Comunicado | Tempestade Kristin — Medidas urgentes e rede de apoio jurídico às vítimas
Caros Colegas,
Na sequência da Resolução do Conselho de Ministros de 29 de janeiro de 2026, que declarou a situação de calamidade para cerca de 60 municípios atingidos pela Tempestade Kristin, a Ordem dos Advogados enviou esta manhã um ofício ao Ministério da Justiça a solicitar medidas urgentes que acautelem o funcionamento do sistema judicial nas comarcas afetadas.
Os danos em infraestruturas, comunicações, energia e transportes — incluindo a suspensão da Linha do Norte e da Linha do Oeste — deixaram populações isoladas e milhares de edifícios sem eletricidade ou acesso à rede de dados.
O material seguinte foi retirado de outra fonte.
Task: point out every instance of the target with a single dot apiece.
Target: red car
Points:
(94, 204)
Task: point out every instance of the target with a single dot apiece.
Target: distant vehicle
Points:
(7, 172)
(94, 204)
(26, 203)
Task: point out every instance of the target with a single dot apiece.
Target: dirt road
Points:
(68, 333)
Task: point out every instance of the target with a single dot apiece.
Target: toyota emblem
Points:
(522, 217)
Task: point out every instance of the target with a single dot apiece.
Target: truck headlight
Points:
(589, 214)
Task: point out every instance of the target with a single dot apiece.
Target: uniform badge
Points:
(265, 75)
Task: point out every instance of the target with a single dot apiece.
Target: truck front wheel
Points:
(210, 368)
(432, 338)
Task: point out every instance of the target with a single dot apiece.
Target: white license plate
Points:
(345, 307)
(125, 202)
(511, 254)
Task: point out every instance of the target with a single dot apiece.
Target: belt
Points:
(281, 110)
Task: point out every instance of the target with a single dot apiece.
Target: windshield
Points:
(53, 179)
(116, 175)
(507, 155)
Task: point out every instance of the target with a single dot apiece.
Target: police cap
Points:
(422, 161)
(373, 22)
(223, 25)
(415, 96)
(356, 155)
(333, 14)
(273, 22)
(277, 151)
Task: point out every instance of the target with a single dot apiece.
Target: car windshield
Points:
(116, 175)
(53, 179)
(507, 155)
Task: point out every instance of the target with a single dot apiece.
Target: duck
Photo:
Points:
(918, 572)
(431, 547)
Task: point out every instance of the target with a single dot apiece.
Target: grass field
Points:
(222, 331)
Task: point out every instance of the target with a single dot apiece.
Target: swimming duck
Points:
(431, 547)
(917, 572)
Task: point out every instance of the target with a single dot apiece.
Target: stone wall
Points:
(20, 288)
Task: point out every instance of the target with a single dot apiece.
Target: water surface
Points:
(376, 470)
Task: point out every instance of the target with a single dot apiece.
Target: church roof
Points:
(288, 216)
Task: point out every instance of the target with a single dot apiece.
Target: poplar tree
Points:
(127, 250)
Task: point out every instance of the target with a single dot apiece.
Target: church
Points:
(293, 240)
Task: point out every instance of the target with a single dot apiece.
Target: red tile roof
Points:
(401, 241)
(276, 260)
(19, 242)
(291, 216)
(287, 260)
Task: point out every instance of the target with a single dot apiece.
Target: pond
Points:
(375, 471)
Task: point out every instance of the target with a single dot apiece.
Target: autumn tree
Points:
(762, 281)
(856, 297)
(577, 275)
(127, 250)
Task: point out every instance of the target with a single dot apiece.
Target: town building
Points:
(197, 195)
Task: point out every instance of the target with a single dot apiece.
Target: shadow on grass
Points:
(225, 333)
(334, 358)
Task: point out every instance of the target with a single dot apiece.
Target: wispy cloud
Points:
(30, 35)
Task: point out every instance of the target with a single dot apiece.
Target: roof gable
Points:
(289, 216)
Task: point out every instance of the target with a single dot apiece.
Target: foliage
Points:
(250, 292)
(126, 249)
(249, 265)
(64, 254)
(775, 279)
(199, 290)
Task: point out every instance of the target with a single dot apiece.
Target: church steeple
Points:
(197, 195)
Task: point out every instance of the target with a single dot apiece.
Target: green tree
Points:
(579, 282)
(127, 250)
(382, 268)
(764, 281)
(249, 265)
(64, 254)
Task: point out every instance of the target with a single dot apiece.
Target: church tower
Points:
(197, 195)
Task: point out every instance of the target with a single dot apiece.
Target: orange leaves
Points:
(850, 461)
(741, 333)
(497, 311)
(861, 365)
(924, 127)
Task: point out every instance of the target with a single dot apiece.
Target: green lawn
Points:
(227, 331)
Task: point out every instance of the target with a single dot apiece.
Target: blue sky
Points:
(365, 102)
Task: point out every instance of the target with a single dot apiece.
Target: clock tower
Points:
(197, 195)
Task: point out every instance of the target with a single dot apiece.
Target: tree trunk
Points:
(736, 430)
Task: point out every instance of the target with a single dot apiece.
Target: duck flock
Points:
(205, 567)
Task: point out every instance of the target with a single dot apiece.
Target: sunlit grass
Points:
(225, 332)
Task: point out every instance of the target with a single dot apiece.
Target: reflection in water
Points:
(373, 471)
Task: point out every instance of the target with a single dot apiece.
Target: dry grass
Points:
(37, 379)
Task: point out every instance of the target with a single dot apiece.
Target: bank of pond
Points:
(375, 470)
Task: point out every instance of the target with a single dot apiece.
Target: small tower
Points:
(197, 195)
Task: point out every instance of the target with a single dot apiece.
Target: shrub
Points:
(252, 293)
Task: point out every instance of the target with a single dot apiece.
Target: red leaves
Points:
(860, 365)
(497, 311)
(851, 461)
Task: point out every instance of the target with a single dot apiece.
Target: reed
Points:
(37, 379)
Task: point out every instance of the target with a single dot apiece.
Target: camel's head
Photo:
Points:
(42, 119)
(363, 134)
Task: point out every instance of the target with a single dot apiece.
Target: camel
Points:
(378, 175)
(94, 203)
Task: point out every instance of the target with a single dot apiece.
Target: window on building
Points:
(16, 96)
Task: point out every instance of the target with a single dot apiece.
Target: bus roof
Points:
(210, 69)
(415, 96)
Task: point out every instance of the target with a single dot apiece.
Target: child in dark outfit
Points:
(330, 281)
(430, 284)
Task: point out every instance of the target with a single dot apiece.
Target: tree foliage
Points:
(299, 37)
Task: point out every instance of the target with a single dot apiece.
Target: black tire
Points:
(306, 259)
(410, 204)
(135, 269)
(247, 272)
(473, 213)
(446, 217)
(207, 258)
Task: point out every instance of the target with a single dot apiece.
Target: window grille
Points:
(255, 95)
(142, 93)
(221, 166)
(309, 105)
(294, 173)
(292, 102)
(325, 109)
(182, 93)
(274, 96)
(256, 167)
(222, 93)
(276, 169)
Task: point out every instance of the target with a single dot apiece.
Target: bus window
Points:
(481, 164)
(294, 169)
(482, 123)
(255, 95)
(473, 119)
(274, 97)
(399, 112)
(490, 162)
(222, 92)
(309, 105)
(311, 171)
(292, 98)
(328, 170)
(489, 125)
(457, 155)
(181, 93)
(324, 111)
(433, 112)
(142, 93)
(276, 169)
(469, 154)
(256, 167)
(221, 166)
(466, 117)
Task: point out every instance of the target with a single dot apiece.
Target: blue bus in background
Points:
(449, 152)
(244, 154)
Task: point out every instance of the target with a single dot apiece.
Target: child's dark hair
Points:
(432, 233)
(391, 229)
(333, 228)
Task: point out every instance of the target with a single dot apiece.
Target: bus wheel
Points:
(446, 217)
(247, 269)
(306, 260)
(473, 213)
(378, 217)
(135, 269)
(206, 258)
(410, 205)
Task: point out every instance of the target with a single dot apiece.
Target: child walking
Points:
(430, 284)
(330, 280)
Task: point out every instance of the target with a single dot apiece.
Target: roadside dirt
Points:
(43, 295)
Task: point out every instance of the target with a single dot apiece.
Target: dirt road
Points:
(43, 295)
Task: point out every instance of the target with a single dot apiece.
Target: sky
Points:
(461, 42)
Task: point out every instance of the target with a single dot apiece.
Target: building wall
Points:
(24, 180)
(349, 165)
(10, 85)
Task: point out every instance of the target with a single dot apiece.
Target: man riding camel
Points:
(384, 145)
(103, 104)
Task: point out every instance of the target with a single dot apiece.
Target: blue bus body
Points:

Trata-se de um fenómeno excecional que exige uma resposta proporcional no plano da justiça.
Solicitámos ao Ministério da Justiça, pelo período estritamente necessário:
- Suspensão e gestão de prazos processuais, face aos constrangimentos no acesso ao CITIUS e à impossibilidade prática de atos processuais;
- Conversão preferencial de diligências para videoconferência, sempre que juridicamente admissível e tecnicamente viável;
- Regimes de funcionamento mínimo dos tribunais e serviços do Ministério Público nas zonas afetadas, com canais alternativos para peças urgentes;
- Reforço da resiliência tecnológica (Citius, SITAF, plataformas de videoconferência) e protocolos de contingência;
- Coordenação institucional com o CSM, o CSTAF, a PGR, o IGFEJ e a DGAJ, garantindo uniformidade nacional e proporcionalidade local.
Rede de apoio jurídico às vítimas
A Ordem dos Advogados está disponível para organizar uma rede de apoio jurídico às vítimas do temporal. Sabemos que muitas famílias vão enfrentar processos complexos — seguros, indemnizações, reconstrução, arrendamento — e queremos garantir que ninguém fique sem assistência jurídica por falta de meios.
Para que este apoio tenha a dimensão necessária, entendemos que deve ser integrado no sistema de acesso ao direito e aos tribunais. Esta iniciativa só será plenamente eficaz com a colaboração do Governo e dos municípios afetados na identificação das vítimas, na articulação com os serviços locais e na divulgação junto das populações.
Assumimos no passado, e assumimos agora, um papel estruturado de resposta em contexto de calamidade.
Proposta de mecanismo permanente
Propusemos ainda ao Ministério da Justiça a criação de um mecanismo jurídico permanente de apoio extraordinário às vítimas de catástrofes — fogos, temporais, cheias ou outras situações similares. Este mecanismo, envolvendo o Governo, as autarquias e a Ordem dos Advogados, integrado no sistema de acesso ao direito e aos tribunais, ficaria disponível para ser acionado de imediato sempre que necessário, evitando que tenhamos de improvisar respostas em cada nova emergência.
Consideramos essencial que o futuro Plano de Emergência do Governo integre esta parceria estruturada com a OA, permitindo uma resposta articulada e eficaz perante cenários excecionais que perturbem o acesso à justiça e aos tribunais.
Apelo à participação dos Colegas
Apelamos a todos os Colegas que possam disponibilizar-se para integrar esta rede de apoio jurídico às vítimas da Tempestade Kristin. A nossa profissão tem uma função social insubstituível e é nos momentos de maior dificuldade que essa missão se torna mais evidente.
Manteremos todos os Colegas informados sobre os desenvolvimentos junto do Ministério da Justiça e sobre a eventual organização da rede de apoio.